The UK will lead a global steering group to dispel the myths that rhino horn can cure cancer or help with strokes, myths which are creating such a demand for it in Asia that it is now worth around $50,000 a kilo.
International Group To Save Rhinos From Extinction
Britain will head the group, but countries and conservation groups across the world will also work together by sharing intelligence, policing tactics and public awareness campaigns against the illegal trade.
The agreement was reached at the Convention for International Trade in Endangered Species (CITES) in Geneva.
265 Rhinos Killed So Far This Year
From The Guardian, reporting on rhino poaching in South Africa:
Some 265 rhinos have been poached so far this year, according to government figures, an average of more than one per day. This puts 2011 on course to surpass last year’s record death toll of 333. In 2007, it was just 13.

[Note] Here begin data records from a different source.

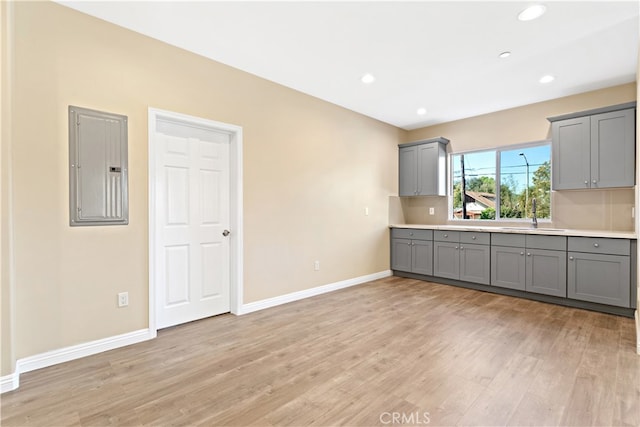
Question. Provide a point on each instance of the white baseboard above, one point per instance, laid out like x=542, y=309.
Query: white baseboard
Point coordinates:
x=295, y=296
x=638, y=332
x=50, y=358
x=9, y=382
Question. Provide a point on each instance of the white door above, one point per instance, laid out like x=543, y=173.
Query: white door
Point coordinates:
x=191, y=216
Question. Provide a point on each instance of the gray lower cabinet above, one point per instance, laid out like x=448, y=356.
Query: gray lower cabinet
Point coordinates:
x=401, y=254
x=412, y=251
x=446, y=260
x=599, y=270
x=460, y=260
x=546, y=272
x=529, y=263
x=508, y=267
x=474, y=263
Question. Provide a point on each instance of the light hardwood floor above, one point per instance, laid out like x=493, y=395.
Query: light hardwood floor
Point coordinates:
x=360, y=356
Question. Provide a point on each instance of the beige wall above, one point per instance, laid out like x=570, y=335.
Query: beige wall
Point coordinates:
x=7, y=359
x=310, y=169
x=584, y=209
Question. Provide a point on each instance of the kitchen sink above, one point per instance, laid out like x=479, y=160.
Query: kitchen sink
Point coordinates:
x=531, y=228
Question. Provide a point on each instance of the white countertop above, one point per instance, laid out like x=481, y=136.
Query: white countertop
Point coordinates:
x=524, y=230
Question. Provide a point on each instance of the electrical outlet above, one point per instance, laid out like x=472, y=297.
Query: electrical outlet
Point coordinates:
x=123, y=299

Why? There is no mystery about it. Experts agree the carnage results from a false belief, widespread in the far east, that rhino horn can cure cancer and other life-threatening illnesses. There is now soaring demand from the newly moneyed consumers of China and Vietnam. Poaching gangs here are increasingly sophisticated, using helicopters, silent tranquillisers, body armour, night vision equipment and mercenaries experienced in rhino tracking.
Once a rhino’s horn has been hacked off, they leave the animal to bleed to death. The horn is then smuggled out of the country by an international syndicate.
In South Africa, Army Troops Protect The Rhino
As Care2′s Andreas S wrote here, the fight against rhino poaching in South Africa has taken on military proportions with the government sending in army troops to help protect the embattled species.
And now the international community has taken up the cause of rhino preservation. As first reported in The Guardian, British Environment Secretary Caroline Spelman said: “Criminals trading in rhino horn have lined their pockets while bringing this magnificent animal to the brink of extinction, but their days are now numbered.”
“We will be leading global action to clamp down on this cruel and archaic trade, and to dispel the myths peddled to vulnerable people that drive demand for rhino products.”